Seperti dikatahui, bahwa deviasi dan dekadensi penggunaan anggaran dana banpol sering luput dari perhatian publik. Bahkan, Kejaksaan Negeri Lamongan pernah menangani kasus dugaan korupsi dana banpol di tahun-tahun sebelumnya.

Berbeda dengan Ketua Komisi A DPRD Lamongan Hamzah Fansyuri. Sebelumnya, Hamzah sapaan akrabnya justru mengusulkan agar anggaran pokok pikiran (pokir) yang merupakan aspirasi masyarakat agar sebaiknya dialihkan atau ditangani oleh eksekutif.

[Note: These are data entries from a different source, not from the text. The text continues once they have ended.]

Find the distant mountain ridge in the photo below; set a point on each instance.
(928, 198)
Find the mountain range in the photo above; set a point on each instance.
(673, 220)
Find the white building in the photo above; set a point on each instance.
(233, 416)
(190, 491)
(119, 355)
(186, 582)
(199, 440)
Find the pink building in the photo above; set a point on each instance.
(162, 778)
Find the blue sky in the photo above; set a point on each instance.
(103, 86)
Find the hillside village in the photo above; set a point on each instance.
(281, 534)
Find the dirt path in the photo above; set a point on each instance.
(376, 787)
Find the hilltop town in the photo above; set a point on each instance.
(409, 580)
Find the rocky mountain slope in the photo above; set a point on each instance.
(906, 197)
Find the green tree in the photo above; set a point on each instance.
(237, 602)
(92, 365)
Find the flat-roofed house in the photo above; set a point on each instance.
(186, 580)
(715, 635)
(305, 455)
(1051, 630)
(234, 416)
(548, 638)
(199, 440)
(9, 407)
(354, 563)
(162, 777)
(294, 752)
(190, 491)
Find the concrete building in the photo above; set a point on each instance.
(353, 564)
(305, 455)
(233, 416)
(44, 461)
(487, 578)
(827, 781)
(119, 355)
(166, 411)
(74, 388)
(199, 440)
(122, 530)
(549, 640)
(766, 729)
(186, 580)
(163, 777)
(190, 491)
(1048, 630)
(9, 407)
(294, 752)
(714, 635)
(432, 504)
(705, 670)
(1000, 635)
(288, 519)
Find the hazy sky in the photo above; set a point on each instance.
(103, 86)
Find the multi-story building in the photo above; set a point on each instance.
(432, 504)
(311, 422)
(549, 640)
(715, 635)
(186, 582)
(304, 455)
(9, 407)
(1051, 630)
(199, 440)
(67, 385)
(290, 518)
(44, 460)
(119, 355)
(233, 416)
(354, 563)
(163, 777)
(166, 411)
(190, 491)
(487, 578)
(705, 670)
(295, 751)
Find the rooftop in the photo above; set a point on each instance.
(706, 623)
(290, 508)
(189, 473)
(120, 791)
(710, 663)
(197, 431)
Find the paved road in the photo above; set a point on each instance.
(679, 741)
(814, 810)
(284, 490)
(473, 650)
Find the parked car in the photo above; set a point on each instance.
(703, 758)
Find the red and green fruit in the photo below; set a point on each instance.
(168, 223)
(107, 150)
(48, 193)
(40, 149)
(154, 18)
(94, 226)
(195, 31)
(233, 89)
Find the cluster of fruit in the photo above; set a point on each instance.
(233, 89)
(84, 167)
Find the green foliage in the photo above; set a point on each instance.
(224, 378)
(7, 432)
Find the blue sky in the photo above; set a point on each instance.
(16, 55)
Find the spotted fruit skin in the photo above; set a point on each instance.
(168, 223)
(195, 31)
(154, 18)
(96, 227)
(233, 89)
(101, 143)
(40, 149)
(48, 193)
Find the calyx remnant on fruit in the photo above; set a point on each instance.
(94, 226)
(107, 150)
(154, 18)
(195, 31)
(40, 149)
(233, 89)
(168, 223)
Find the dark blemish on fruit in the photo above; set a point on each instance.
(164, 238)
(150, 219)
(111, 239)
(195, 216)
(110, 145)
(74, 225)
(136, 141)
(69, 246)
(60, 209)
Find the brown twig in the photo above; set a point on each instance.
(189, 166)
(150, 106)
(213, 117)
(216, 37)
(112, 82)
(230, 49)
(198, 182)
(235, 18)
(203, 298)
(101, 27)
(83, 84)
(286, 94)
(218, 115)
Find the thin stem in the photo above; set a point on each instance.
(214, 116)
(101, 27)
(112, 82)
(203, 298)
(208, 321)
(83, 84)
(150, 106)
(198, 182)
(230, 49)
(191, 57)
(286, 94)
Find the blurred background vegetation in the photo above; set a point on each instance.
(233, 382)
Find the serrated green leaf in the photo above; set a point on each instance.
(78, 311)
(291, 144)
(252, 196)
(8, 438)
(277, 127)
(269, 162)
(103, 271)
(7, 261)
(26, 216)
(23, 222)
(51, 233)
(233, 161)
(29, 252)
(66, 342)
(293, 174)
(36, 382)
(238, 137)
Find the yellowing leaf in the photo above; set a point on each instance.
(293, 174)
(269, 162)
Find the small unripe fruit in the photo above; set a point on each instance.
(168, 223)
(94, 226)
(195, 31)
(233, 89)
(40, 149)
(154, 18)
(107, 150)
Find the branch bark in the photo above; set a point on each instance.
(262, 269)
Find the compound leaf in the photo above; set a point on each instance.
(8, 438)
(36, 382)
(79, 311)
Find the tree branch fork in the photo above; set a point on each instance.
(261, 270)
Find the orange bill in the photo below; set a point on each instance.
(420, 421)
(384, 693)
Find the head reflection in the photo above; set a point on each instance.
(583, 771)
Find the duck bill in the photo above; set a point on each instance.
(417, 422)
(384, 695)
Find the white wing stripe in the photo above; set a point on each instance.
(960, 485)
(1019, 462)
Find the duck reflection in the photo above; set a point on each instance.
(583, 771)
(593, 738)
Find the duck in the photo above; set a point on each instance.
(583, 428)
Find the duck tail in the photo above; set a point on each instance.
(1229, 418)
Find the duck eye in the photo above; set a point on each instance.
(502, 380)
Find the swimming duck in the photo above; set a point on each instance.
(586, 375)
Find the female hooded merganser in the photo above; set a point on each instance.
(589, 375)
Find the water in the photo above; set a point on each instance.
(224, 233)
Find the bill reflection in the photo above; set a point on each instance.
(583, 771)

“Selama 3 kali reses, ada pengaduan masyarakat yang disampaikan kepada saya, di antaranya terkait keberadaan toko modern, limbah B3 dari pabrik timah yang beroperasi di Sekaran, lalu yang ketiga rata-rata usulan itu terkait dana aspirasi ke lembaga-lembaga (pokir),” ujar Hamzah, Senin (1/8/2022).

Menurutnya, usulan ini nantinya akan ia bicarakan dengan eksekutif. Ia juga mengaku rela untuk menyerahkan pokir ke eksekutif selama hal ini bisa memberikan kemanfaatan bagi masyarakat secara luas.

“Nantinya akan kita usulkan ke eksekutif. Kita sendiri tidak dapat alokasi dari eksekutif itu. Kita juga bingung membaginya (pokir), karena juga banyak lembaga yang mengusulkan. Terkadang kita memberikan bantuan dengan nominal tertentu, tapi ternyata operasionalnya tidak cukup,” terang politisi dari Fraksi Partai Amanat Nasional (PAN).

Oleh sebab itu, Hamzah menegaskan, demi menghindari hal-hal yang tak diinginkan, seperti pemberian porsi yang dinilai tidak merata atau penyelewengan lainnya, maka ia berpandangan jika pokir biar ditangani oleh eksekutif.

“Kalau saya boleh berpendapat, lebih baik usulan itu gak usah dibatasi, gak usah diplotkan ke masing-masing dewan. Tapi sebisa mungkin langsung dikendalikan oleh pemerintah saja. Dewan nanti sifatnya hanya membantu mengajukan ke pemerintah, sehingga pemerintah lah yang memutuskan,” tandasnya.

 

Lebih lanjut berdasarkan pengamatan yang ia lakukan di lapangan, Hamzah menyebut, warga ada yang mengeluhkan jika beberapa usulan yang diajukan itu tak sesuai dengan nominalnya.

Ketua Komisi A DPRD Lamongan Hamzah Fansyuri

“Mayoritas dari mereka yang mengusulkan dengan nominal sekian tapi dapatnya malah sekian. Di sisi lain, ketika yang masuk ke saya itu usulannya terlalu banyak, baik untuk lembaga, masjid atau musalla, saya kesulitan membagi. Akhirnya jatahnya berkurang, dari yang semula alokasi untuk 30 lembaga, tapi ternyata yang masuk 60 proposal,” paparnya.

Masih kata Hamzah, dengan dialihkannya pokir ke eksekutif, kekecewaan masyarakat pun tak akan langsung dilampiaskan ke wakil rakyat. Dengan begitu, kepercayaan dan citra para anggota dewan tetap baik, serta tak ada lagi tuduhan masyarakat ke dewan mengenai pengambilan keuntungan dari realisasi anggaran tersebut.

“Memang dari beberapa usulan rata-rata direalisasikan. Namun saya takut, ada yang tidak direalisasikan. Kadang juga ini direalisasikan tapi di lapangan kelanjutannya seperti apa kita juga gak tahu. Makanya biar dikelola eksekutif, sehingga eksekutif juga punya beban untuk sosialisasi. Mulai dari usulan, pengajuan hingga survey itu nanti biar ranah eksekutif,” bebernya.

Saat ditanya mengenai apakah usulan tersebut sudah didiskusikan dengan internal partainya dan atau dengan unsur pimpinan dewan lainnya, Hamzah menjawab, jika hal ini belum sepenuhnya dibicarakan secara mendalam.

“Ada beberapa yang sudah saya bahas dengan partai secara internal. Tapi saya belum bahas ke luar (anggota partai dari fraksi lainnya),” pungkas Hamzah, Ketua Komisi A DPRD Lamongan usulkan pokir dialihkan sedangkan Ketua DPC PDI Perjuangan secara tegas menolak rencana kenaikan banpol.